The diagnosis of appendicular schistosomiasis was purely a histopathological diagnosis [4,6]. There was no evidence in the patient’s history or clinical examination of acute appendicitis which might indicate schistosomiasis of the appendix. There were no pathognomonic clinical or operative findings [4,6].
The pathogenesis of appendicular schistosomiasis could be caused through two pathogenic pathways: granulomatous or obstructive [6,7]. In the first, there would be an immunological granulomatous reaction to the parasitic infestation, leading to tissue destruction and acute appendicitis [6,7]. In the second, there would be long-standing inflammation and calcified ova in the wall of the appendix, which would lead to extensive fibrosis. Extensive fibrosis can lead to appendix lumen obstruction and, subsequently, bacterial infection [6,7]. In the present case, the microscopic findings were consistent with granulomatous pathogenesis .
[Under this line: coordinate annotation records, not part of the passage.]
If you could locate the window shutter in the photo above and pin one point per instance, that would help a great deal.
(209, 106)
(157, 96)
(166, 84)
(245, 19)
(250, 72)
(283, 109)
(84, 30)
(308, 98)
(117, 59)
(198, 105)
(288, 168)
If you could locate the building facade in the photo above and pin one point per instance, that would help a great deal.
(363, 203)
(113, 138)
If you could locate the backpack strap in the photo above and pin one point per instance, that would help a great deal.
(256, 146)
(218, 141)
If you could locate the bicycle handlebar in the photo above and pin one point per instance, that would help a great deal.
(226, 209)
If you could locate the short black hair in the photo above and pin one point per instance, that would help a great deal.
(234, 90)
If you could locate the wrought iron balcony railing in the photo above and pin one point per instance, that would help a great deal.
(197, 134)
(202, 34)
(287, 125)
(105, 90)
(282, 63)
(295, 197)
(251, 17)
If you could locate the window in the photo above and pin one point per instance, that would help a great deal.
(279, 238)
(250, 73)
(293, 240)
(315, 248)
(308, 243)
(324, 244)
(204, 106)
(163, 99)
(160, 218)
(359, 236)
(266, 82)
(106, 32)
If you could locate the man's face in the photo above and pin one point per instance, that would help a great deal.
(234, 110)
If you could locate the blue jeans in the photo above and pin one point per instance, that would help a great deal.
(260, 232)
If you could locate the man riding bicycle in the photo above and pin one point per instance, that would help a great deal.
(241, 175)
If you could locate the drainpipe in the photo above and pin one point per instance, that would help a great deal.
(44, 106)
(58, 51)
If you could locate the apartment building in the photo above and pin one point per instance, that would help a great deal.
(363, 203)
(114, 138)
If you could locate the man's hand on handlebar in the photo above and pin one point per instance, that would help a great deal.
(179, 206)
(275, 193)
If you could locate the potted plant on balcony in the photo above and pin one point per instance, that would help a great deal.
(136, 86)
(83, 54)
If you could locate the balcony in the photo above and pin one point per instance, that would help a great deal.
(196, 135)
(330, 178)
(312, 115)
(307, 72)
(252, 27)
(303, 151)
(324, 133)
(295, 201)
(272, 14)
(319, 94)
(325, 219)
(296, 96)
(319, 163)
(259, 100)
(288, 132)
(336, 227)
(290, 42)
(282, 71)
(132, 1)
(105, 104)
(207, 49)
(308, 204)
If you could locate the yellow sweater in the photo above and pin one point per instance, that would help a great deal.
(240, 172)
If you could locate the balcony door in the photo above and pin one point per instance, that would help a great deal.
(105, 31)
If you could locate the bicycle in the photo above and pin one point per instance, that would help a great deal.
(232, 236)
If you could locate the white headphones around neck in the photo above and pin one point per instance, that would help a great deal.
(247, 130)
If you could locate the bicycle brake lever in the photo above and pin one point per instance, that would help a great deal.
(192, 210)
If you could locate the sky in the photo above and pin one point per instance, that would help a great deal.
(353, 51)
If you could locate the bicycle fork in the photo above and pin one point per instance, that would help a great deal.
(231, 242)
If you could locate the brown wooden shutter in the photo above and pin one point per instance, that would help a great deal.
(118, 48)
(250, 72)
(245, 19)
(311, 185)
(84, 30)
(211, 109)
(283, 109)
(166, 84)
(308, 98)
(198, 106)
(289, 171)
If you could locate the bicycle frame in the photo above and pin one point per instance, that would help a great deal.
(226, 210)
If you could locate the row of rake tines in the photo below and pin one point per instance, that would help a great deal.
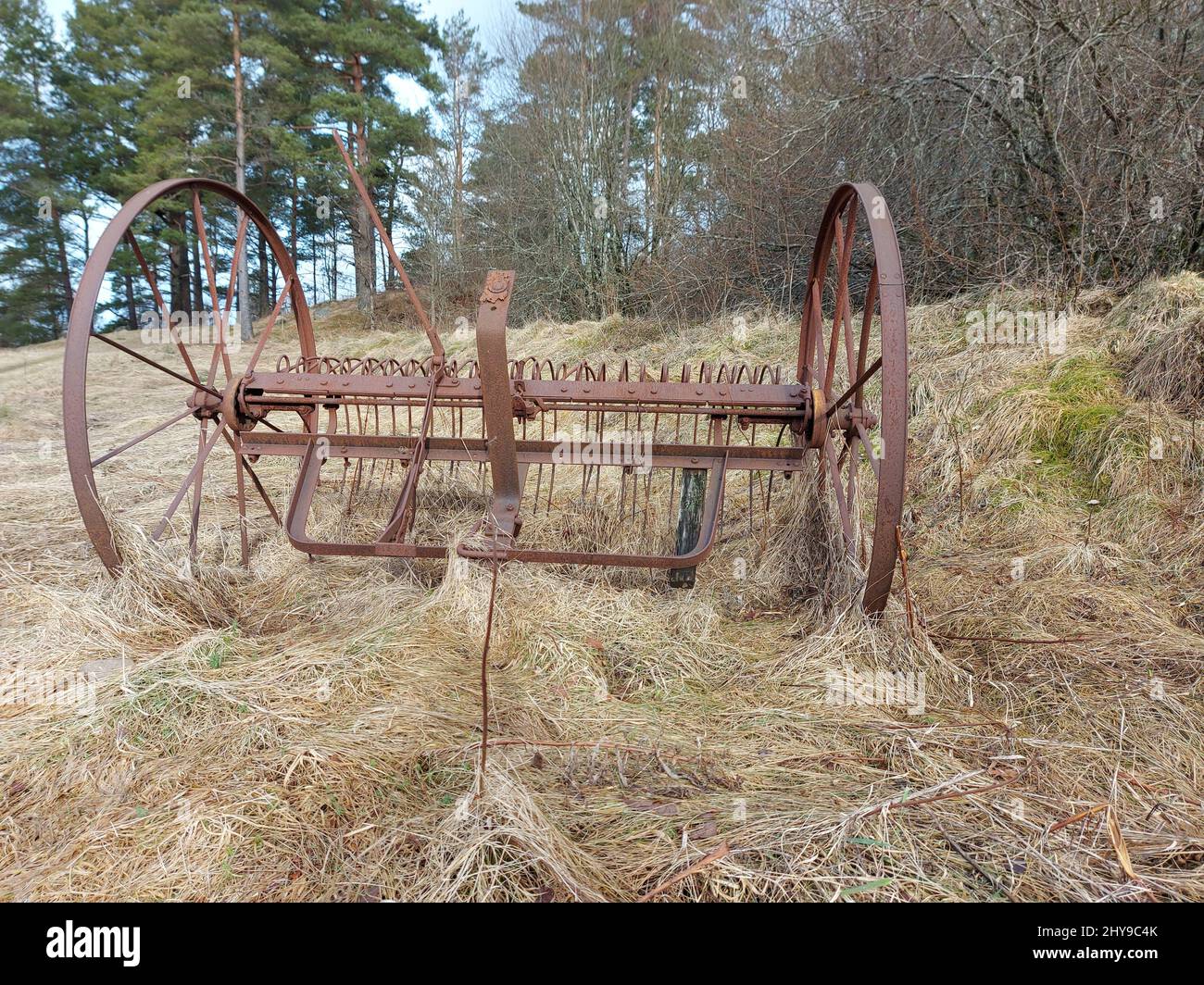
(633, 504)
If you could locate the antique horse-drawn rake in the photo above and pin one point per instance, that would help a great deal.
(390, 420)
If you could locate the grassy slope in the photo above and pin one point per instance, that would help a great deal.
(307, 731)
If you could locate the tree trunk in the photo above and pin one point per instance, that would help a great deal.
(197, 296)
(132, 311)
(240, 176)
(361, 223)
(177, 260)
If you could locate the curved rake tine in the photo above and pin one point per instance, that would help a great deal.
(188, 480)
(241, 495)
(163, 305)
(157, 365)
(256, 481)
(838, 488)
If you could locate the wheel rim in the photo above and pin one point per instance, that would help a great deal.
(206, 385)
(859, 376)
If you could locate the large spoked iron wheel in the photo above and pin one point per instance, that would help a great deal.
(169, 404)
(853, 355)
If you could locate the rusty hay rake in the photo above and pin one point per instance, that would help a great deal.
(841, 412)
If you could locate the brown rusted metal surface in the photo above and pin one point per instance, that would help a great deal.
(498, 416)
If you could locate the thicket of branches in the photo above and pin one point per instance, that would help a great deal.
(678, 156)
(667, 156)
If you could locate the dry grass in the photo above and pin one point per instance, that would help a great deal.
(307, 731)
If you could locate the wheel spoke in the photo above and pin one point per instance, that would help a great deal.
(163, 305)
(271, 323)
(141, 437)
(157, 365)
(838, 488)
(868, 448)
(257, 484)
(188, 480)
(211, 276)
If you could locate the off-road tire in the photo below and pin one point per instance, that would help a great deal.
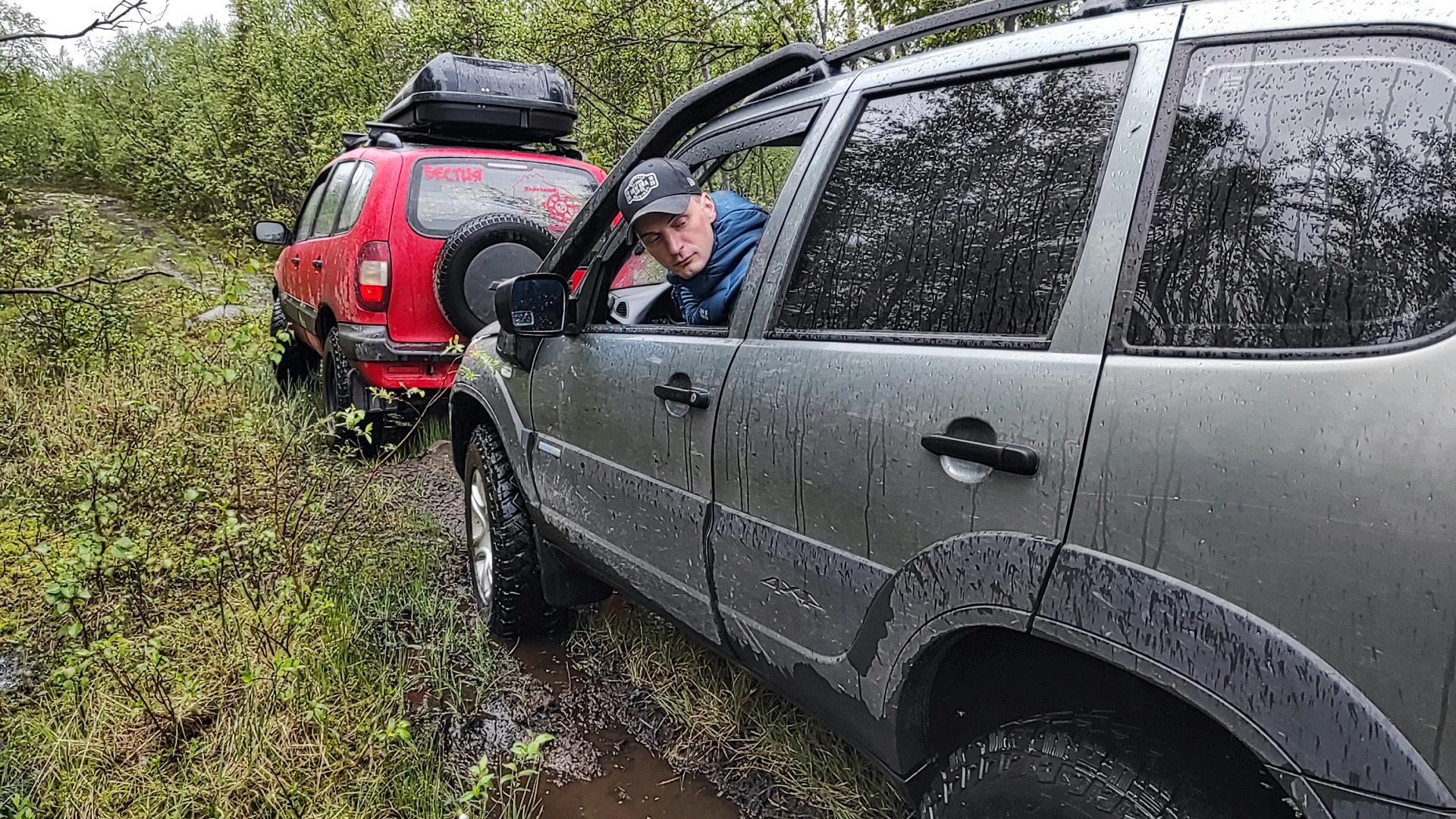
(297, 360)
(1085, 767)
(462, 248)
(514, 605)
(337, 373)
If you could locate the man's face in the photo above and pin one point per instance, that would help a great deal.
(682, 242)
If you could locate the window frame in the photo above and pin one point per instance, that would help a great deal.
(1150, 181)
(839, 142)
(610, 253)
(347, 183)
(321, 183)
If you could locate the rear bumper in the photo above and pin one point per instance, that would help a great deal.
(372, 343)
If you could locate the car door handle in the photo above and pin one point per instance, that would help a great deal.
(695, 398)
(1005, 457)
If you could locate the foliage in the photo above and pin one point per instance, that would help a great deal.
(212, 604)
(509, 789)
(721, 716)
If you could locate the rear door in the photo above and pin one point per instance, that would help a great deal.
(951, 292)
(625, 477)
(1276, 423)
(293, 264)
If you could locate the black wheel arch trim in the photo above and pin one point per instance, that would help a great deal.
(1282, 700)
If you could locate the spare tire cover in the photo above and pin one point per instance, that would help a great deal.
(484, 251)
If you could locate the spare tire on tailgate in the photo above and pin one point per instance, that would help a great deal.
(484, 251)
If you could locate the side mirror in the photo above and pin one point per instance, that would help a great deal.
(273, 232)
(532, 305)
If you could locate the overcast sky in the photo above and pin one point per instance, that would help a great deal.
(73, 15)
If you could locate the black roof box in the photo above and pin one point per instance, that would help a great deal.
(485, 101)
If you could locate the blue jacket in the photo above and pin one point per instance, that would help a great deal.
(708, 297)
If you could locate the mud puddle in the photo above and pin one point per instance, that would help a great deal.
(593, 767)
(635, 783)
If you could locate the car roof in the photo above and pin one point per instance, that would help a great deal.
(413, 152)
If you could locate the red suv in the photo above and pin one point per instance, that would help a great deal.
(388, 270)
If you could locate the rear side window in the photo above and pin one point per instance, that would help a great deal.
(446, 193)
(332, 200)
(1308, 199)
(303, 231)
(959, 209)
(354, 200)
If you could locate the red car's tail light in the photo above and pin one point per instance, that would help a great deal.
(372, 276)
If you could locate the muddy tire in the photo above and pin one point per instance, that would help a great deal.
(1085, 767)
(506, 576)
(297, 360)
(476, 256)
(338, 397)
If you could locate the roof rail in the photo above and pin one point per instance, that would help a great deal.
(940, 22)
(686, 112)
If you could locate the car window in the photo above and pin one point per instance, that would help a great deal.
(1308, 199)
(303, 231)
(756, 174)
(334, 200)
(447, 191)
(959, 209)
(354, 200)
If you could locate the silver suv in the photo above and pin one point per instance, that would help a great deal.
(1079, 442)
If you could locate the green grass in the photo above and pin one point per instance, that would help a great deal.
(723, 716)
(223, 615)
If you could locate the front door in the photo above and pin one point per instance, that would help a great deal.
(625, 474)
(930, 318)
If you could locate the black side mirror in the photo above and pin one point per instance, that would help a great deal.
(273, 232)
(532, 305)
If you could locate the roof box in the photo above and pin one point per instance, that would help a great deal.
(484, 101)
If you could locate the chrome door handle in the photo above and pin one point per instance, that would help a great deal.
(695, 398)
(1005, 457)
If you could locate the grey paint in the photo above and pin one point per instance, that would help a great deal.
(632, 482)
(1315, 494)
(503, 392)
(1286, 704)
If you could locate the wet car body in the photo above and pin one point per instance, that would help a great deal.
(1238, 509)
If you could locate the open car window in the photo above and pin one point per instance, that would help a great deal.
(752, 161)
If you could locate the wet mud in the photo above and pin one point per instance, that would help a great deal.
(606, 757)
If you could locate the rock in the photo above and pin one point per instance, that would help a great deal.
(224, 312)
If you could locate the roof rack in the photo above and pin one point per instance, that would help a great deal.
(930, 25)
(941, 22)
(379, 136)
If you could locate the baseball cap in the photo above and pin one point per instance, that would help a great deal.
(657, 186)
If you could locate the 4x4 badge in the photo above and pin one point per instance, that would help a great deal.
(639, 187)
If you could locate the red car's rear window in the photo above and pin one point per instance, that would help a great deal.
(447, 191)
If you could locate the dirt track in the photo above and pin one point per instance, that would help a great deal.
(601, 763)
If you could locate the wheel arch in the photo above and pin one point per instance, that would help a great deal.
(324, 322)
(977, 676)
(1266, 689)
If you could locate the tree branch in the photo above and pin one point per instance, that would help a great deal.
(109, 20)
(58, 290)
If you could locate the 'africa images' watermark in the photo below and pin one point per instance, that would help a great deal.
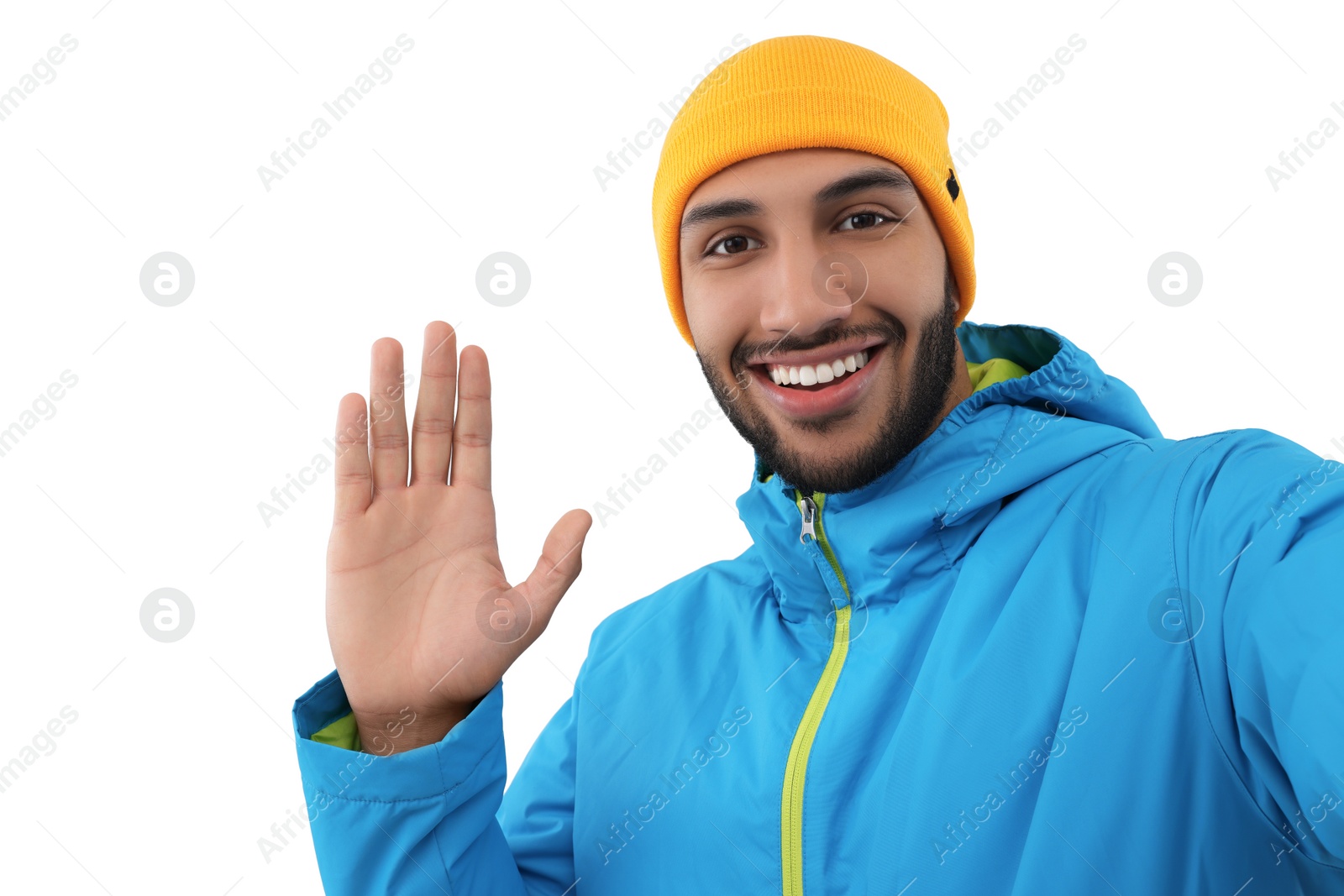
(339, 107)
(282, 496)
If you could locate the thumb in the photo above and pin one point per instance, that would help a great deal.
(558, 566)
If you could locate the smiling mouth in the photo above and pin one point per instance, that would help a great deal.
(815, 378)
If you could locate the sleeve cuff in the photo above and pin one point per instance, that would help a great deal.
(333, 770)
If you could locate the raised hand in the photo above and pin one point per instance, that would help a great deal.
(421, 618)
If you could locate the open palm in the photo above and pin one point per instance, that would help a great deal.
(421, 618)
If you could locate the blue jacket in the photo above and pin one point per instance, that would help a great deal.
(1050, 652)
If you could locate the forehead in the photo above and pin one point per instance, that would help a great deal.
(811, 167)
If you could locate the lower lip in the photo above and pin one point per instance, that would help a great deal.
(842, 394)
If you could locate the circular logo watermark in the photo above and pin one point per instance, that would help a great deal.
(503, 278)
(839, 280)
(1175, 616)
(167, 280)
(1175, 278)
(503, 617)
(167, 616)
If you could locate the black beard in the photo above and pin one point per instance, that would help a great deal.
(909, 419)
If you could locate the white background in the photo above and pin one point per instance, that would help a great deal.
(185, 418)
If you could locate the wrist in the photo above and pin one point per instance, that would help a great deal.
(387, 734)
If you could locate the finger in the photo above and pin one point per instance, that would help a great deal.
(354, 483)
(432, 434)
(472, 425)
(558, 566)
(387, 416)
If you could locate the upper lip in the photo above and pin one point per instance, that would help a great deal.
(817, 355)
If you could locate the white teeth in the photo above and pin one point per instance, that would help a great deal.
(813, 374)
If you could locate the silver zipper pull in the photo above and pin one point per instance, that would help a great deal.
(810, 516)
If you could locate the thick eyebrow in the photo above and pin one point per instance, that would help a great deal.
(864, 179)
(847, 186)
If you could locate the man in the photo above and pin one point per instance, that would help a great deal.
(995, 633)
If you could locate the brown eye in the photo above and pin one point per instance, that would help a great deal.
(738, 242)
(869, 219)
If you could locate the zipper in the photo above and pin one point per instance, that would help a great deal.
(796, 770)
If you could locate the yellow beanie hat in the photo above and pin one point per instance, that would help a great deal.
(800, 92)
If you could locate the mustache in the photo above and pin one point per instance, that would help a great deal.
(890, 331)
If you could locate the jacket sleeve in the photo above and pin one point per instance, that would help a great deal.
(423, 820)
(1268, 560)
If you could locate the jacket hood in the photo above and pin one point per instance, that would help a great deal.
(925, 513)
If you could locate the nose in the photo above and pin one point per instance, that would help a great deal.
(811, 291)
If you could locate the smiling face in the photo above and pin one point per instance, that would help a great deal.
(823, 309)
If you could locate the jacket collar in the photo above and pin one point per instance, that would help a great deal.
(918, 519)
The incidence of appendicular schistosomiasis is uncommon even in endemic areas . It is reported by Duvie that the incidence rate is 6.2% in Nigeria . Another study reported an incidence rate of schistosomiasis of the appendix in a non-endemic area of 0.001% . The incidence rate of appendicular schistosomiasis in non-endemic areas is because of traveling and labor migration, which is significant because the foreign labor participation rate in Kuwait is 88.6% in the governmental and private sectors [2,6,10].
While the incidence rate is low, schistosomiasis could present and cause acute appendicitis in non-endemic areas. The diagnosis of appendicular schistosomiasis is purely histological. Treatment with appendectomy and anti-helminthic therapy are adequate to limit further extensive disease or chronic complications.
The authors declare no conflicts of interest.